If the server needs to know that it's talking to a legitimate client, then each client needs to have its own client certificate. That requires confidential storage on the client. Pass the client certificate to the TLS session opening function from your TLS library, or set it in the application configuration.
That takes care of securing the communication between your server and your device. If the mobile application can talk to the device directly (e.g. to allow disconnected operation while it's on the local wifi network), you need to first perform pairing between the smart switch and the mobile phone. Pairing means an exchange of keys, preferably an exchange of public keys if resources permit, otherwise an agreement of secret keys. The goal of this pairing is to ensure that each device knows who it's talking to.
You'll need to secure the control channel as well, whether it goes directly from the mobile device to the smart switch or via a server. Think about authorization: are there different levels of access to the switch, e.g. a control level that allows doing reconfiguration and a basic channel that just allows on/off switching? This is generally handled by an authentication step after establishing the secure channel (TLS if possible).

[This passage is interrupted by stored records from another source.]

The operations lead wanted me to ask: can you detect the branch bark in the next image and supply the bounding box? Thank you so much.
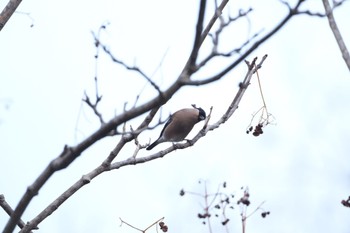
[322,0,350,72]
[0,0,22,31]
[0,195,35,232]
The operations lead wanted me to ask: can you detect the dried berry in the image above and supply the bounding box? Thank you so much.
[179,189,185,196]
[261,211,270,218]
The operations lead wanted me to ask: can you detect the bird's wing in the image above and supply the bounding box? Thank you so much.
[159,115,173,137]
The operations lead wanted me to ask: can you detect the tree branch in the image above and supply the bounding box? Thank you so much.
[0,0,22,31]
[199,0,230,47]
[180,0,229,78]
[19,108,161,233]
[322,0,350,71]
[3,87,174,232]
[82,91,104,124]
[188,0,207,70]
[92,33,163,94]
[183,0,305,86]
[0,195,35,232]
[108,55,269,168]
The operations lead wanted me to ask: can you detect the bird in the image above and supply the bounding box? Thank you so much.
[146,106,206,150]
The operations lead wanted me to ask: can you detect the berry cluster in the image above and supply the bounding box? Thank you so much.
[246,123,264,137]
[180,182,271,231]
[261,211,270,218]
[237,189,250,206]
[159,221,168,232]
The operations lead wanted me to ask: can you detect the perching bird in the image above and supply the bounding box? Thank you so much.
[146,106,206,150]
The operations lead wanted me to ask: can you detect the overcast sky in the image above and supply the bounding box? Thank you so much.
[1,0,350,233]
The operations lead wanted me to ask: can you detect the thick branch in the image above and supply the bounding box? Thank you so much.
[19,108,161,232]
[322,0,350,71]
[3,80,179,233]
[0,195,35,232]
[93,34,163,94]
[0,0,22,31]
[188,0,207,70]
[181,0,229,78]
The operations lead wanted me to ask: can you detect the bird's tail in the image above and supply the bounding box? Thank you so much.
[146,140,159,150]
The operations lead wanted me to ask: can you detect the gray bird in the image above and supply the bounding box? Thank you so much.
[146,106,206,150]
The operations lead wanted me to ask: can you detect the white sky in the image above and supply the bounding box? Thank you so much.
[1,0,350,233]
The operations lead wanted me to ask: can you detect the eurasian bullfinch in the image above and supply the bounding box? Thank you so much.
[146,106,206,150]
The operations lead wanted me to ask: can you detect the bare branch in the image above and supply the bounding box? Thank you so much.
[0,0,23,31]
[18,107,161,232]
[119,216,165,233]
[184,0,305,86]
[180,0,230,78]
[15,11,35,27]
[108,56,269,167]
[92,32,162,94]
[295,0,347,17]
[82,91,104,124]
[322,0,350,71]
[5,103,165,233]
[208,55,268,128]
[245,201,266,219]
[197,8,255,69]
[199,0,230,47]
[198,30,261,69]
[188,0,207,70]
[0,194,36,232]
[119,217,144,232]
[209,7,253,49]
[296,10,326,17]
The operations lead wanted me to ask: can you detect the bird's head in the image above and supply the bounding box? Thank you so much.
[192,105,206,122]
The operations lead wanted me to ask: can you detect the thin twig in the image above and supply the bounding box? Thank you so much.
[144,217,165,232]
[204,183,213,233]
[92,33,163,94]
[119,217,144,232]
[245,201,266,219]
[254,64,267,112]
[83,92,104,124]
[119,216,165,233]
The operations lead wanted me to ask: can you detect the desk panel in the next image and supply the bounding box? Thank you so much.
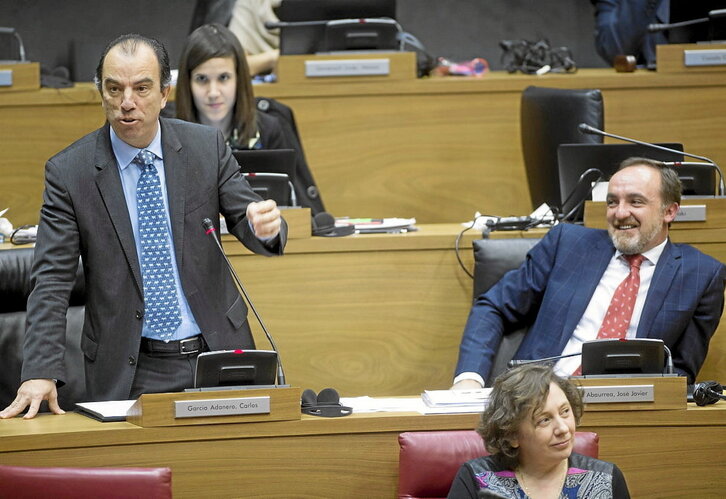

Another consideration is firmware updates. That's a tricky one: on the one hand, there's no such thing as absolute security, so you will have security patches to apply now and then. On the other hand, a firmware upgrade mechanism is a complex thing and might itself have bugs. At the very least, make sure that your firmware upgrades are signed. Relying purely on the security of the communication channel for upgrades is dodgy, because the trusted based for a secure channel is larger than for a static security verification, and sometimes you might want to apply firmware updates without a network connection. In addition to verifying the signature, ideally you should have some protection against rollback, so that an adversary can't just push an “update” to version 1 on a system running version 2 and then exploit the security hole that version 2 patched.